Zonder een inhoudelijk oordeel over het besluit te geven, ben ik van mening dat het besluit van de NMa past in de voor de economische regulering geldende doelstelling, te weten het tegengaan van misbruik van de economische machtspositie door de luchthaven. Overigens voorziet de wet dat belanghebbenden beroep kunnen aantekenen tegen besluiten van de NMa in het kader van de economische regulering.

Mede in dit licht is het voorbarig nu reeds definitieve conclusies te trekken over de werking van het gehele stelsel van economische regulering en het daaruit voortvloeiende toezicht van de NMa.

Meer definitieve uitspraken zullen kunnen worden gedaan in de voorziene evaluatie van de wet. Deze zal binnen 4 jaar na de inwerkingtreding op 19 juli 2006 plaatsvinden.

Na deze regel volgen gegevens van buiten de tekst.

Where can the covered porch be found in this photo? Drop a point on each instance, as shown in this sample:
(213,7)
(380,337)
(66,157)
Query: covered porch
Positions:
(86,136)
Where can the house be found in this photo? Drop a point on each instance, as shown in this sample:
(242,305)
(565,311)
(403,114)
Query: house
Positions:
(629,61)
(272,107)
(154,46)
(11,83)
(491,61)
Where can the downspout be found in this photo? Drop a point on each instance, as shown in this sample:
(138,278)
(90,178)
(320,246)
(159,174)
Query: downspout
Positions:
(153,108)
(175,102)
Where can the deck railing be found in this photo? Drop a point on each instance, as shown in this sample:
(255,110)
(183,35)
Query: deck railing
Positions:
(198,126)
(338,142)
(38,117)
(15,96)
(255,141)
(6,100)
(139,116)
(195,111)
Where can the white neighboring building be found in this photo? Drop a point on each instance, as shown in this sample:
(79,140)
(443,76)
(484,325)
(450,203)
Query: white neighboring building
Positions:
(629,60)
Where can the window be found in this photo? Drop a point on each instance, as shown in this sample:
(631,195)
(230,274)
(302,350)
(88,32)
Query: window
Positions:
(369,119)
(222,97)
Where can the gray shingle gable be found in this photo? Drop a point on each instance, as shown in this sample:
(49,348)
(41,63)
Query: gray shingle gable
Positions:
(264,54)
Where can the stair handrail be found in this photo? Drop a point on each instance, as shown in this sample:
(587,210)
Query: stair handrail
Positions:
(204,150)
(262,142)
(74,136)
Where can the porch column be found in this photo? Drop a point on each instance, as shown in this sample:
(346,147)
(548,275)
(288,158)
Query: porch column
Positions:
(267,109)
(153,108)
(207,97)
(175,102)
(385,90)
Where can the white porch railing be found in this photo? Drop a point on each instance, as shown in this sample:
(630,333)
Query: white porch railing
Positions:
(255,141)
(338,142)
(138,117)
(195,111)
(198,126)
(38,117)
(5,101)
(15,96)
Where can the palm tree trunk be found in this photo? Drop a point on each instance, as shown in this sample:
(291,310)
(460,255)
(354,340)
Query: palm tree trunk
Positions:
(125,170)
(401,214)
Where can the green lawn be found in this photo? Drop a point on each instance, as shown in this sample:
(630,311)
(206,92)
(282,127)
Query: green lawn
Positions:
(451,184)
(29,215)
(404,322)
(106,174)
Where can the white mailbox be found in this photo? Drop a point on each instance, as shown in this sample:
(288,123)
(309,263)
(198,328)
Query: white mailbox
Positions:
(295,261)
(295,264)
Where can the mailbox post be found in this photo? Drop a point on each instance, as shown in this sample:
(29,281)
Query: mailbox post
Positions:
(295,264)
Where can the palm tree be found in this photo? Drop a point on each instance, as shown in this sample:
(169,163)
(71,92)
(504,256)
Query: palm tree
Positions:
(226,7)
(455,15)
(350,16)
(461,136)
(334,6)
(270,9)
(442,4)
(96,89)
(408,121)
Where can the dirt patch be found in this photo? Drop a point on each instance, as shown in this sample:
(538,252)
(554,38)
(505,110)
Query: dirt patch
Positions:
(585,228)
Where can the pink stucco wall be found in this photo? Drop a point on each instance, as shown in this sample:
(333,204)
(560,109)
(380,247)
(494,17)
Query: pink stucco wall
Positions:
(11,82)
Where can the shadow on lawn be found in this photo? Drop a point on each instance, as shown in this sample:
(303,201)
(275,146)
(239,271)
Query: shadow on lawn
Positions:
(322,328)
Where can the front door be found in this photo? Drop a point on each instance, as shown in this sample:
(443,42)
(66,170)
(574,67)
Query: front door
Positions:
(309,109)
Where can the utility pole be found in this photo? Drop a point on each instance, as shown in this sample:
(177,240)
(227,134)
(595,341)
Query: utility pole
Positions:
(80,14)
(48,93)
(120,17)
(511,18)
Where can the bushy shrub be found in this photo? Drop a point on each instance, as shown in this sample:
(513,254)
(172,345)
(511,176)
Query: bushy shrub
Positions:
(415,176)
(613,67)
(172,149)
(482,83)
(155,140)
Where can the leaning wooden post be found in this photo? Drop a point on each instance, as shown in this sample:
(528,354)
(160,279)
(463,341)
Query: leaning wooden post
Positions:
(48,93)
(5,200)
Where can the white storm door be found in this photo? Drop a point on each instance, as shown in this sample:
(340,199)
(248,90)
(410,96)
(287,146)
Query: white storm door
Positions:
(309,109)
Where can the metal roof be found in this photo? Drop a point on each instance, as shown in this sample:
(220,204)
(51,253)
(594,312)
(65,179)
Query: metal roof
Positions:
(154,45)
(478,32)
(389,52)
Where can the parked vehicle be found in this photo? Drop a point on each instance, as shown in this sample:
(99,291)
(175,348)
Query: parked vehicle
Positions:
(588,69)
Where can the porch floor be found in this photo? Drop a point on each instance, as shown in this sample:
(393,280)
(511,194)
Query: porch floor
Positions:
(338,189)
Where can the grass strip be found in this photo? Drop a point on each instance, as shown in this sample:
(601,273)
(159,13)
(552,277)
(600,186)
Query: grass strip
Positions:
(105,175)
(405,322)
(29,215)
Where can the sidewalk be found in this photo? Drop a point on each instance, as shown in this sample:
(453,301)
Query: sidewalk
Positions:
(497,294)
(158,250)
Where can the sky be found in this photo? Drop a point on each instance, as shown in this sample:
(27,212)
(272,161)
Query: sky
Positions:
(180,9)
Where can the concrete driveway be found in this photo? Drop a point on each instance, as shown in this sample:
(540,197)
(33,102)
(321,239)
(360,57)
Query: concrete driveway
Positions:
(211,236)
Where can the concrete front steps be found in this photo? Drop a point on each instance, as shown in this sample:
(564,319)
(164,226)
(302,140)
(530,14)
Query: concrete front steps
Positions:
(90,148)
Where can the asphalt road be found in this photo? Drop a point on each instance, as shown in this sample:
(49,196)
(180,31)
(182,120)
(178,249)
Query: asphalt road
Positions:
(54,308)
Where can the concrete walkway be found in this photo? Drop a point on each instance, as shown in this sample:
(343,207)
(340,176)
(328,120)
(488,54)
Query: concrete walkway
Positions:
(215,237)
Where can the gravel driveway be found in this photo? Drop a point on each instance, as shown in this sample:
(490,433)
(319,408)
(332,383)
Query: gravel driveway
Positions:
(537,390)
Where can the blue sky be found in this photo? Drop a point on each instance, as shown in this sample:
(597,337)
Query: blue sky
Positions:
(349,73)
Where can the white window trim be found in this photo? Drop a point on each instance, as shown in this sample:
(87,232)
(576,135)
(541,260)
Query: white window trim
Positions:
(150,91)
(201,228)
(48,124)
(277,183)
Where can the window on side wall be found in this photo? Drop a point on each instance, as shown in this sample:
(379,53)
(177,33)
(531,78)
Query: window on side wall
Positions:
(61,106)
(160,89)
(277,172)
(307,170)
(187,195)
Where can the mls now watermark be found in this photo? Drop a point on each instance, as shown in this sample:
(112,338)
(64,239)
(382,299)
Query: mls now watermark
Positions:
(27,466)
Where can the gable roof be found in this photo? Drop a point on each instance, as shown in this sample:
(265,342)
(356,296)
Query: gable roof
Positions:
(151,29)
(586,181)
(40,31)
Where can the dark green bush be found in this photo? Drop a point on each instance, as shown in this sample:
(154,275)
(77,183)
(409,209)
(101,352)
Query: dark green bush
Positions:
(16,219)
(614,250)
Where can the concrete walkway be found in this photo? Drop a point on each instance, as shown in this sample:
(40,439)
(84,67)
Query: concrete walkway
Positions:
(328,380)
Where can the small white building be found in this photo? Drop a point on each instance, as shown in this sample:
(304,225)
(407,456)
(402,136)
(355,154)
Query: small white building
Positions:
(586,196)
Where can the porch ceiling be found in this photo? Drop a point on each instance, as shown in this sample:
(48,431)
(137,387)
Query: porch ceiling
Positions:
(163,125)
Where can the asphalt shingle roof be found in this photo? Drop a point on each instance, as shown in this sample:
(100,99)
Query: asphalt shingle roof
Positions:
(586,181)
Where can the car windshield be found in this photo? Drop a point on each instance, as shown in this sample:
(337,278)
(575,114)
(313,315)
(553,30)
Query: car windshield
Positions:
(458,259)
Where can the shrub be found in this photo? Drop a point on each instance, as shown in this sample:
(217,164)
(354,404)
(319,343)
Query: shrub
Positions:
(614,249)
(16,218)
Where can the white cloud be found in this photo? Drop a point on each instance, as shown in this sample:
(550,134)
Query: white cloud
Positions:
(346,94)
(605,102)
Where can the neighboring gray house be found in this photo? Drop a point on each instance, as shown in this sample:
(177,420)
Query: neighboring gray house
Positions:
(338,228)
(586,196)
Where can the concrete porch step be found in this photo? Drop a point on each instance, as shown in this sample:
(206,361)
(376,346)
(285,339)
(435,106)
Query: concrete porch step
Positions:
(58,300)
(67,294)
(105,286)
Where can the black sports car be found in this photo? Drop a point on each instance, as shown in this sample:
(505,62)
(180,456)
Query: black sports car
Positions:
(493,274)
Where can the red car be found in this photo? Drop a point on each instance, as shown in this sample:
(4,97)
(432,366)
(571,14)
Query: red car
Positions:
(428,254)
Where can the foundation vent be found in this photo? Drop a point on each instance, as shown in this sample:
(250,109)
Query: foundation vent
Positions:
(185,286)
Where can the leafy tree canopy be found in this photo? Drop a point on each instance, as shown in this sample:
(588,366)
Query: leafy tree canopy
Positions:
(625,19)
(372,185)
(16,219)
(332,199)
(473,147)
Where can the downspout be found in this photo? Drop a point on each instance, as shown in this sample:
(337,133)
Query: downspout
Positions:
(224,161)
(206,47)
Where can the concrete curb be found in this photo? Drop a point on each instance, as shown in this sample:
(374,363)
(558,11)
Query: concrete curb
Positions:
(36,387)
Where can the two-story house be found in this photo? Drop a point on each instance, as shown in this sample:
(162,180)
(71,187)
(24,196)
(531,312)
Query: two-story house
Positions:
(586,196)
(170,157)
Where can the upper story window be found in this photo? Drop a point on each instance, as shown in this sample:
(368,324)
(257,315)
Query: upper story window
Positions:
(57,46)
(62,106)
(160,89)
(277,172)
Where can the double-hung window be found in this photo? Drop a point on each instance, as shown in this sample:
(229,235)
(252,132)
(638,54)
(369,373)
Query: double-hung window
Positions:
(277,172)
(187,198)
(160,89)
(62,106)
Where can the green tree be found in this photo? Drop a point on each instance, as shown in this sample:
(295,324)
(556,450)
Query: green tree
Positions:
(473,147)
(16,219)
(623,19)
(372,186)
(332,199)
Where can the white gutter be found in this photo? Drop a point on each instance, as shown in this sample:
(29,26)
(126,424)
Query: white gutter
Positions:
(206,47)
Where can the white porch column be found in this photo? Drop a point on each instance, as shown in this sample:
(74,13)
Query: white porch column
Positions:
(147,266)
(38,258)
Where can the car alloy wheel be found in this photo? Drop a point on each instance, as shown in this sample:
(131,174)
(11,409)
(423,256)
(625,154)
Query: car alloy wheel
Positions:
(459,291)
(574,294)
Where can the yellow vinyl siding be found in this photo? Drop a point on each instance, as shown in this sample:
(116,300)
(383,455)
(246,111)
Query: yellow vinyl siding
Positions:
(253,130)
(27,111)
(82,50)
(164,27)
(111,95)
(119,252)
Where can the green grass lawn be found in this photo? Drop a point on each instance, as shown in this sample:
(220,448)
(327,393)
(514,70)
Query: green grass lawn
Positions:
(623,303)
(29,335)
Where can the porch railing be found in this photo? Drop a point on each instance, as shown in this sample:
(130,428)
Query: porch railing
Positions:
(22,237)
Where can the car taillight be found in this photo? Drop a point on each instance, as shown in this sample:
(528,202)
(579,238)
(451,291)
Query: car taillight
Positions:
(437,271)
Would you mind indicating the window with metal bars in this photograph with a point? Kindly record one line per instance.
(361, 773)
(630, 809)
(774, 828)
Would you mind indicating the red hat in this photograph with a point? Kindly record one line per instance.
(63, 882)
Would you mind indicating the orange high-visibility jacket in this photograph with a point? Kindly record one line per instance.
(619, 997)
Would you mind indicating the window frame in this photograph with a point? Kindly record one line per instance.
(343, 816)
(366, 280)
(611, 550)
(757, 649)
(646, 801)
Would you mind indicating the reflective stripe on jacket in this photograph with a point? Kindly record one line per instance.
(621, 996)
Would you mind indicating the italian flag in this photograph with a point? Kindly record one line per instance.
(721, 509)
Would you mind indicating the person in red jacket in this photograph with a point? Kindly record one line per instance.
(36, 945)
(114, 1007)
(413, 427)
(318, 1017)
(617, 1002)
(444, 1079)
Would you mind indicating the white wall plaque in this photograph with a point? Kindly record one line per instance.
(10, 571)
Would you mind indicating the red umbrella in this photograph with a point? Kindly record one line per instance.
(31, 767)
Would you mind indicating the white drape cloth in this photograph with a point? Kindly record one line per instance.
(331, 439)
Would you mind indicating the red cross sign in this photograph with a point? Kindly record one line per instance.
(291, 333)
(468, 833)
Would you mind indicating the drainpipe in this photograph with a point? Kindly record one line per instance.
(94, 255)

Ten slotte wil ik U melden dat de Minister van Financiën namens de Staat het aandeelhouderschap uitoefent in de NV Luchthaven Schiphol. Vanuit het aandeelhouderschap wordt geen directe invloed uitgeoefend op de tarieven die door de luchthaven worden vastgesteld, na consultatie met de gebruikers. Bovendien legt het gekozen reguleringssysteem randvoorwaarden op aan de tarieven.

Ook is de Staat als aandeelhouder in het geheel niet betrokken bij de oordeelsvorming van de NMa naar aanleiding van aanvragen van gebruikers.

Ik ga er vanuit U hiermede voldoende te hebben geïnformeerd over de economische regulering in relatie tot de invloed die de Staat als aandeelhouder uitoefent in deze.